Message ID | 20191105090553.6350-4-cyphar@cyphar.com |
---|---|
State | New |
Headers | show |
Series | open: introduce openat2(2) syscall | expand |
On 2019-11-13, Al Viro <viro@zeniv.linux.org.uk> wrote: > On Tue, Nov 05, 2019 at 08:05:47PM +1100, Aleksa Sarai wrote: > > > @@ -862,6 +870,8 @@ static int nd_jump_root(struct nameidata *nd) > > void nd_jump_link(struct path *path) > > { > > struct nameidata *nd = current->nameidata; > > + > > + nd->last_magiclink.same_mnt = (nd->path.mnt == path->mnt); > > path_put(&nd->path); > > > > nd->path = *path; > > @@ -1082,6 +1092,10 @@ const char *get_link(struct nameidata *nd) > > if (nd->flags & LOOKUP_MAGICLINK_JUMPED) { > > if (unlikely(nd->flags & LOOKUP_NO_MAGICLINKS)) > > return ERR_PTR(-ELOOP); > > + if (unlikely(nd->flags & LOOKUP_NO_XDEV)) { > > + if (!nd->last_magiclink.same_mnt) > > + return ERR_PTR(-EXDEV); > > + } > > } > > Ugh... Wouldn't it be better to take that logics (some equivalent thereof) > into nd_jump_link()?
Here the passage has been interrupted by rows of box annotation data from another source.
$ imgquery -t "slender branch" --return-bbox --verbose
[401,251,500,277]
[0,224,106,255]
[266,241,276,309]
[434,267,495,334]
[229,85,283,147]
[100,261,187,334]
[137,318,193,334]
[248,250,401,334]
Or just have nd_jump_link() return an error... This could be done, but the reason for stashing it away in last_magiclink is because of the future magic-link re-opening patches which can't be implemented like that without putting the open_flags inside nameidata (which was decided to be too ugly a while ago). My point being that I could implement it this way for this series, but I'd have to implement something like last_magiclink when I end up re-posting the magic-link stuff in a few weeks. Looking at all the nd_jump_link() users, the other option is to just disallow magic-link crossings entirely for LOOKUP_NO_XDEV. The only thing allowing them permits is to resolve file descriptors that are pointing to the same procfs mount -- and it's unclear to me how useful that really is (apparmorfs and nsfs will always give -EXDEV because aafs_mnt and nsfs_mnt are internal kernel vfsmounts).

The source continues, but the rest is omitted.